Hi guys,this is my first time sharing or even posting something online so forgive me if there are some errors or what not so anyways
It's bin a year that we've bin together with my gf and something about what she told me surely changed my life forever....no wonder before when we were just starting she kips on telling me that i shouldnt go too far like invest too much of my feelings on her, in lay man's term "dli palabi og padala sa tama" coz if i will know her secret and her past kay i will just be disappointed and be crushed.....
Truth be told we can't control or dictate our emotions...even her can atest to that...day by day we found ourselves longing for each other in short we found ourselves falling in love...at that time she kips on reminding me about her secret and i beg for her to tell me coz for me if u truly love that person u hav to accept her for what she was,for what she is and for what she will be....i told her that but still.....

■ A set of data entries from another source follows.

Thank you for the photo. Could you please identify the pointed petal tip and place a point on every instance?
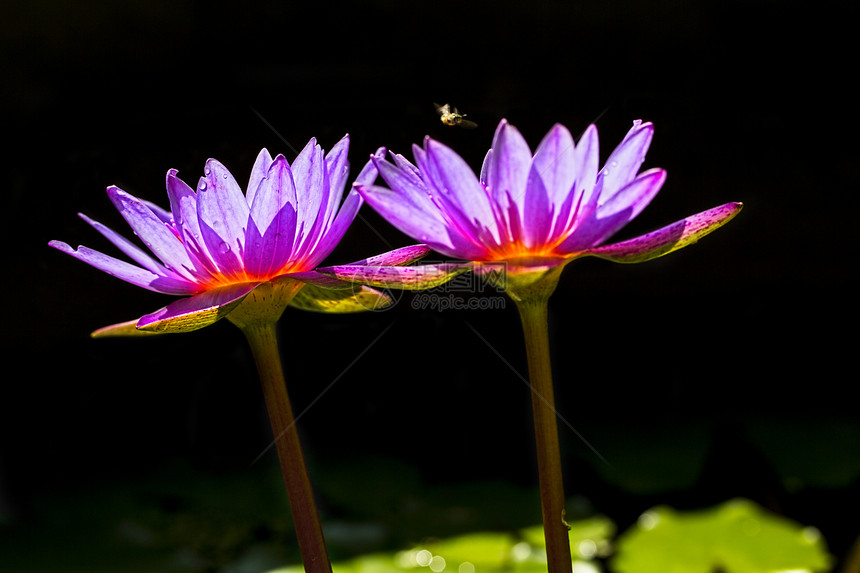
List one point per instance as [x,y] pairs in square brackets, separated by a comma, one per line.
[122,329]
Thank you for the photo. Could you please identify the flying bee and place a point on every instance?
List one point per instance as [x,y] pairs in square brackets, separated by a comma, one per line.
[450,116]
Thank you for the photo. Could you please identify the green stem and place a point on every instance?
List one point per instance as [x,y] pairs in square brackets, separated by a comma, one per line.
[533,314]
[264,345]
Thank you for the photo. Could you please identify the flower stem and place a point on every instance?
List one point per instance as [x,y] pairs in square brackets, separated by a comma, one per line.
[533,314]
[264,345]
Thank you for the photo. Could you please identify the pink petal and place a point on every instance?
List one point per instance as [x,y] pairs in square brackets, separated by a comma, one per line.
[198,311]
[258,173]
[668,239]
[170,284]
[222,214]
[408,278]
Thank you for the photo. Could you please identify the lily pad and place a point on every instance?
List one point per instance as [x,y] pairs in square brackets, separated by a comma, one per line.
[737,536]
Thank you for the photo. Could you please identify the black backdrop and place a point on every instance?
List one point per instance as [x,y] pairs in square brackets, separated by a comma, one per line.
[756,323]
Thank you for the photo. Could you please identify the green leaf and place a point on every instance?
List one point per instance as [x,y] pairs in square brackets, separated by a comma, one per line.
[355,299]
[737,536]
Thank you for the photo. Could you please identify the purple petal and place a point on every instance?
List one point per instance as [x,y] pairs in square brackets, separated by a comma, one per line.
[396,257]
[274,190]
[555,162]
[407,214]
[128,272]
[625,160]
[198,311]
[537,212]
[222,214]
[309,174]
[258,173]
[338,167]
[157,236]
[315,254]
[408,207]
[183,206]
[353,299]
[620,210]
[586,165]
[128,328]
[407,278]
[316,279]
[509,166]
[668,239]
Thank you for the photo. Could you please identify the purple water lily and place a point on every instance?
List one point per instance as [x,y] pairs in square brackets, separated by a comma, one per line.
[246,257]
[519,223]
[532,212]
[217,244]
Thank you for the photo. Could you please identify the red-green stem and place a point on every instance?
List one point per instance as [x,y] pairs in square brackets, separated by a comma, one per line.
[533,314]
[264,345]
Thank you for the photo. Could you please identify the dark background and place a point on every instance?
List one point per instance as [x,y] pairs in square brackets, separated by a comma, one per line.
[723,370]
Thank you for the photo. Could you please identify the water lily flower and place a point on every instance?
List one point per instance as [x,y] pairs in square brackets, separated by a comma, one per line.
[216,244]
[527,213]
[247,256]
[519,223]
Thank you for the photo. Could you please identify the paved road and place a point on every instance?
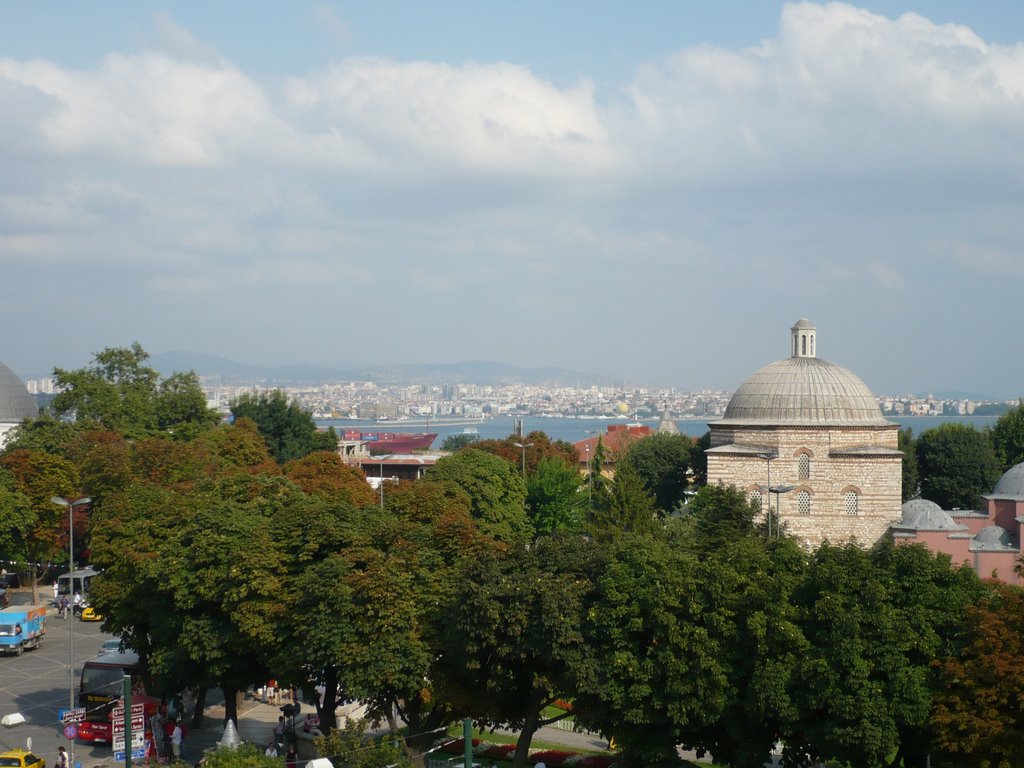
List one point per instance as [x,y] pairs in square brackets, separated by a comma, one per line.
[36,683]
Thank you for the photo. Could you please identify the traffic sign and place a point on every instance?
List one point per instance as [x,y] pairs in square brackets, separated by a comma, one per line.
[137,741]
[73,716]
[137,724]
[119,757]
[119,711]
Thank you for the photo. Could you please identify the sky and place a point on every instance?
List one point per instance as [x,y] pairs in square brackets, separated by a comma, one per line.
[651,192]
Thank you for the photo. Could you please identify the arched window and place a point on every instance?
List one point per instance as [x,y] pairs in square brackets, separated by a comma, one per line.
[804,467]
[804,503]
[852,502]
[756,499]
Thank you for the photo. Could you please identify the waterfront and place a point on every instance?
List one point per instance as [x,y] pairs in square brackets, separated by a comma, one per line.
[572,430]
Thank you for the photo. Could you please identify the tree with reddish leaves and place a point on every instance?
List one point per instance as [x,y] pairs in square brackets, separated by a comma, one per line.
[978,716]
[324,473]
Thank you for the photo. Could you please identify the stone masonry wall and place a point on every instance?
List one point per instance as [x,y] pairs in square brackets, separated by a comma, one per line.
[877,479]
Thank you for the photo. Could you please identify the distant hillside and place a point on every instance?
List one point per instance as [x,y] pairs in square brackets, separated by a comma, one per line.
[475,372]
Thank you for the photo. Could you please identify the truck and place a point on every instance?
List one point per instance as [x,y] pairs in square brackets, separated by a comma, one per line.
[22,628]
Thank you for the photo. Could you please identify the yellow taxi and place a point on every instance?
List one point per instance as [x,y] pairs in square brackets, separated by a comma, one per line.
[88,614]
[20,759]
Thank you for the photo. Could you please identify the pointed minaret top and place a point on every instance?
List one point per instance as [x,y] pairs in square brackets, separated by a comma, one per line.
[803,333]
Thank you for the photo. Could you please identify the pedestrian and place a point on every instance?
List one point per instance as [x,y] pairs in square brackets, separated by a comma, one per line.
[176,740]
[279,732]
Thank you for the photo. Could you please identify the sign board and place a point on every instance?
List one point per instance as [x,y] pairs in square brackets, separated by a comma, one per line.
[119,711]
[73,716]
[137,741]
[119,757]
[137,724]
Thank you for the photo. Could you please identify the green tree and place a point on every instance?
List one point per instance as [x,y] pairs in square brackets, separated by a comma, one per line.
[979,713]
[496,491]
[862,689]
[289,431]
[653,676]
[517,622]
[16,519]
[554,497]
[354,748]
[911,481]
[698,459]
[1008,437]
[458,441]
[957,465]
[660,462]
[121,393]
[625,507]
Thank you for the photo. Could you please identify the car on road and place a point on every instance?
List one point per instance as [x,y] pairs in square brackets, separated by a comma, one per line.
[88,614]
[113,645]
[20,759]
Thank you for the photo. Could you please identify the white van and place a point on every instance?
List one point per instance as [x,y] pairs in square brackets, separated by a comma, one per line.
[81,584]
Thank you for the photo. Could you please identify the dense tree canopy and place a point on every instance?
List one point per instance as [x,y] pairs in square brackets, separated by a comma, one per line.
[660,462]
[957,465]
[290,432]
[496,491]
[121,393]
[1008,437]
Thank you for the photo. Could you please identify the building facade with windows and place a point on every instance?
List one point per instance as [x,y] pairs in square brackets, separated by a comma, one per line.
[812,432]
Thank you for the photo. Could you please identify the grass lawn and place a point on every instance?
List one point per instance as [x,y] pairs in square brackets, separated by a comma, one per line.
[505,738]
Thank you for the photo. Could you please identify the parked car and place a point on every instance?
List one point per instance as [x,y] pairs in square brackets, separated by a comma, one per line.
[88,614]
[20,759]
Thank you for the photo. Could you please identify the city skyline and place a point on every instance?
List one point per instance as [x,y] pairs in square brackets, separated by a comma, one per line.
[651,194]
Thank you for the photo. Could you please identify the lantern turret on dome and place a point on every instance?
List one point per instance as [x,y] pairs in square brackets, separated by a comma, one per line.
[813,428]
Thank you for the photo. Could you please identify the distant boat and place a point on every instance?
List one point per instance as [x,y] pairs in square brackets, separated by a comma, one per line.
[391,442]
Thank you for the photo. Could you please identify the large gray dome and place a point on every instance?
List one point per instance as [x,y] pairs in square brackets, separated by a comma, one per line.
[803,390]
[15,402]
[921,514]
[1012,482]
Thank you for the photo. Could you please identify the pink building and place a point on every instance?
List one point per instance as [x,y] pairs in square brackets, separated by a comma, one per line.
[988,540]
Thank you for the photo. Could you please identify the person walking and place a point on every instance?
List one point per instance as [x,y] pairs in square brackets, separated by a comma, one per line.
[176,740]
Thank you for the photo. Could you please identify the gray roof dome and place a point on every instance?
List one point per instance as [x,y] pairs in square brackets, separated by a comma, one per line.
[804,390]
[922,514]
[1012,482]
[15,402]
[993,539]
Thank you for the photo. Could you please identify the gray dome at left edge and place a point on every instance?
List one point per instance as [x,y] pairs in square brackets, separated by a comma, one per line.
[15,402]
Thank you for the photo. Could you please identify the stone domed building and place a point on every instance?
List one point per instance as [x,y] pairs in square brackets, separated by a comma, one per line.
[15,402]
[812,432]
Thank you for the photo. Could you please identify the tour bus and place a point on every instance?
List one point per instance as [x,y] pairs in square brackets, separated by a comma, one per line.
[102,687]
[81,579]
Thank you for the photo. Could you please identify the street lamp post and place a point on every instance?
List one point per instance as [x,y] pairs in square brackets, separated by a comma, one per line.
[523,445]
[71,504]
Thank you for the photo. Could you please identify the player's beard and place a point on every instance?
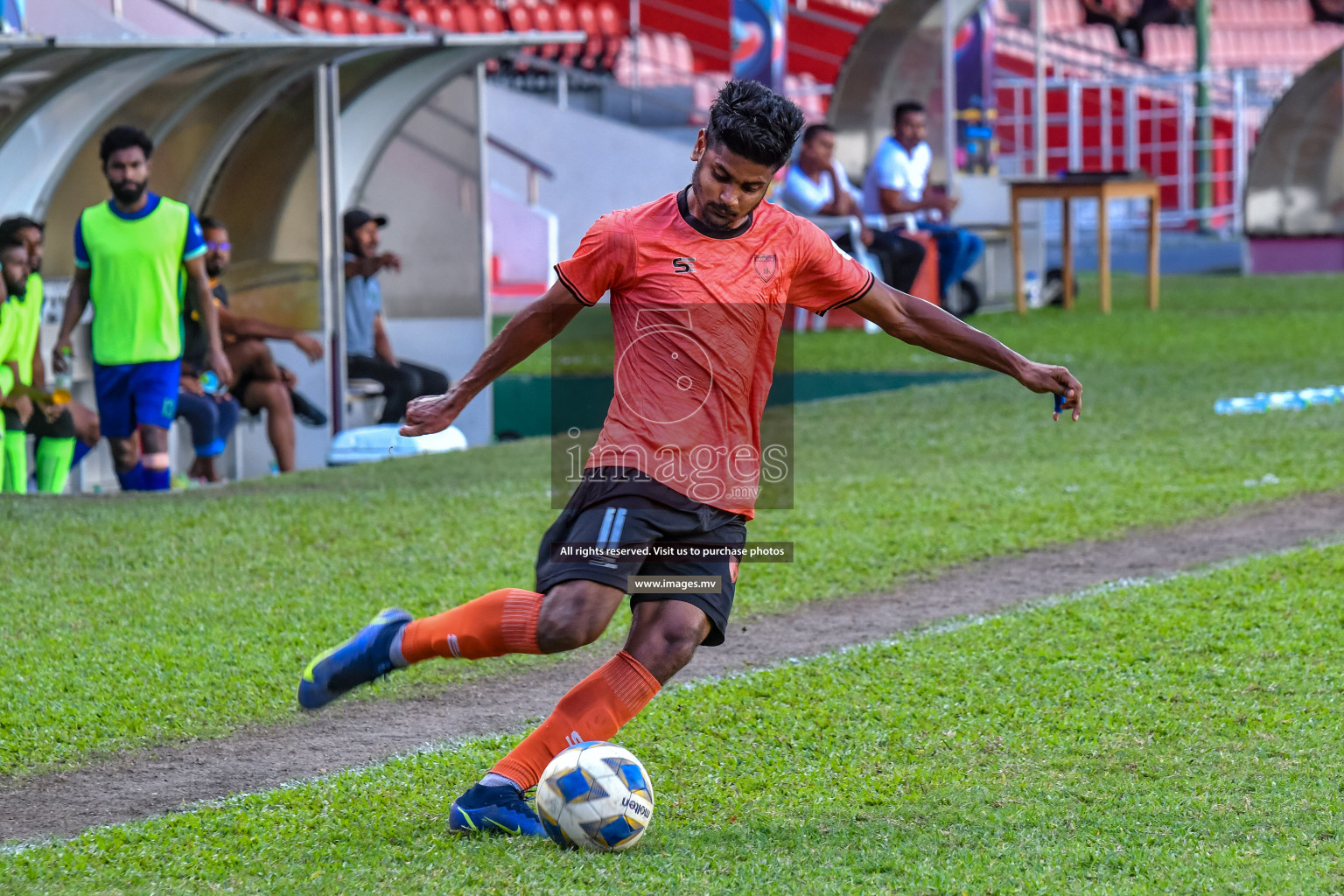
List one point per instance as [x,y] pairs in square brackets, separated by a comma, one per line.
[715,216]
[128,192]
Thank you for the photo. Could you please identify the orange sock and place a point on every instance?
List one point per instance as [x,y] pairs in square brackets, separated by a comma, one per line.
[492,625]
[593,710]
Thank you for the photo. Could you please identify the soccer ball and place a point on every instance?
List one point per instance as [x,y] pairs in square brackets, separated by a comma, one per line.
[596,795]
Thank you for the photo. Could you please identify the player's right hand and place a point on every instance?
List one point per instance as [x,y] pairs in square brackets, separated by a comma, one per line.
[60,355]
[429,414]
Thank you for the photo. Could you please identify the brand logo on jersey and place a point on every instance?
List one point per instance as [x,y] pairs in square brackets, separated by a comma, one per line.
[766,268]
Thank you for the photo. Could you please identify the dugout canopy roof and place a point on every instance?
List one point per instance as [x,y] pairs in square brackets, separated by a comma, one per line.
[270,130]
[1294,186]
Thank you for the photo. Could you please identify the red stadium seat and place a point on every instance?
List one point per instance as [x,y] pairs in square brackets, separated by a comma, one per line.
[420,14]
[492,20]
[361,22]
[311,15]
[468,20]
[543,19]
[613,32]
[521,19]
[586,17]
[385,24]
[566,20]
[444,15]
[338,19]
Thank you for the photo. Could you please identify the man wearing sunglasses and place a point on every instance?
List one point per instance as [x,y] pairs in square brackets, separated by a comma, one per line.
[258,382]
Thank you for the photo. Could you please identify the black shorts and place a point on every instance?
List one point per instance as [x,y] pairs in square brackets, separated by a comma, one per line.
[626,508]
[38,424]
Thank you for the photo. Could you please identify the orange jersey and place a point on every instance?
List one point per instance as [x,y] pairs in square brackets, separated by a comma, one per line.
[696,318]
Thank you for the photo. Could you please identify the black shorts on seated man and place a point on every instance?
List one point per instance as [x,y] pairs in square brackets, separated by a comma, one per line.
[368,348]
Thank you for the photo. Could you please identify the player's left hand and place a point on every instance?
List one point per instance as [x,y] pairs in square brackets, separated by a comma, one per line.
[430,414]
[220,363]
[1058,381]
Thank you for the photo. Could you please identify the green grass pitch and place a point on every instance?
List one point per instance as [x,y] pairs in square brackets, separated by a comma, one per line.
[1176,738]
[135,621]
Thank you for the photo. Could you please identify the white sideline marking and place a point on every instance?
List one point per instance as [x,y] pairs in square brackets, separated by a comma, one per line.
[932,629]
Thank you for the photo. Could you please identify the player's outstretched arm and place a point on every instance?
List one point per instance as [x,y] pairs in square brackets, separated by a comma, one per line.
[927,326]
[528,331]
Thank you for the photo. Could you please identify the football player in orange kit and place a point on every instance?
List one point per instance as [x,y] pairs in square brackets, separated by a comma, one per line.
[699,281]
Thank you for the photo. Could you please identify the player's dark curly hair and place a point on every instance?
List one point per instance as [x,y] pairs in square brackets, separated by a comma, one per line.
[754,122]
[10,228]
[12,241]
[124,137]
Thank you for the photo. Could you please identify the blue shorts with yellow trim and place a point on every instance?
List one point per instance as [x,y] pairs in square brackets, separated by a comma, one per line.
[132,396]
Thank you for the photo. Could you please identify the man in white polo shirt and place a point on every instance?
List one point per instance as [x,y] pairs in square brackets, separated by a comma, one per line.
[816,185]
[895,185]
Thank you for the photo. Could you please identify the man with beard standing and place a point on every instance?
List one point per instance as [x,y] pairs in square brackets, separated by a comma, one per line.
[130,254]
[57,424]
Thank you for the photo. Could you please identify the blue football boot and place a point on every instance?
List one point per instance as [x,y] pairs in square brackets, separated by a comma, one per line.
[494,810]
[363,659]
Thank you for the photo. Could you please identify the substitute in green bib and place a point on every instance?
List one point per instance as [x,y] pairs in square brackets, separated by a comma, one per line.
[57,424]
[14,270]
[130,256]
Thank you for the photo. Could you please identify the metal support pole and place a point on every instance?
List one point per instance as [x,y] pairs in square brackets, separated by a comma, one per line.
[1105,127]
[949,94]
[1075,124]
[1183,150]
[486,242]
[1238,150]
[1038,22]
[1019,128]
[636,112]
[1203,153]
[1130,128]
[330,242]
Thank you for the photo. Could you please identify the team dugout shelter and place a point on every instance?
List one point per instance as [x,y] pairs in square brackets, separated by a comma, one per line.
[275,135]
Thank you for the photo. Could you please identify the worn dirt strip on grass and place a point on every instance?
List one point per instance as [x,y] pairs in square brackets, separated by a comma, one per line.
[171,778]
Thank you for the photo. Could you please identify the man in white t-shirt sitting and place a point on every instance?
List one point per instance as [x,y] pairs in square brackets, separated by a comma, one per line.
[816,186]
[897,185]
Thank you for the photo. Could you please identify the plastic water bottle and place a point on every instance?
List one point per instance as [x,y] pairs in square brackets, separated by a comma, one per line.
[213,384]
[1319,396]
[1284,402]
[1239,406]
[63,381]
[1031,288]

not until last wik when she went home at her hometown ( leyte) for christmas it was when she decided to tell me thru txt and indeed it rily was crushing for me.....she already had 3 kids from her first bf since she was 20yrs old...reading that txt i was like shocked,crushed.....and thats when she told me that we couldnt be together because of that...and that she was thankful that somehow i made her feel special and that she experienced what tru lov is all about...even for that short period of time....
I was hurting reading her txt,i kept on calling her phone but she wouldnt answer...i beg for her to answer but she wouldnt....after knowing her secret after feeling crushed and dissapointed,i came to realiz that still i could not go on without her....so i went to her hometown and told her how i truly feel and even i didnt thought that id be able to say this and to do this to her....i told her that i love her no matter what,no matter what she did on her past.....i accpeted her for what she has now and i hugged her and told her thta i will never leave her...she cried and cried....
i for one never thought that i'd be able to accept her for what she had but then again i think this is what it means like to truly fall for that one person, at least for me......
kamu?could u say that im in love?or just plain stupid?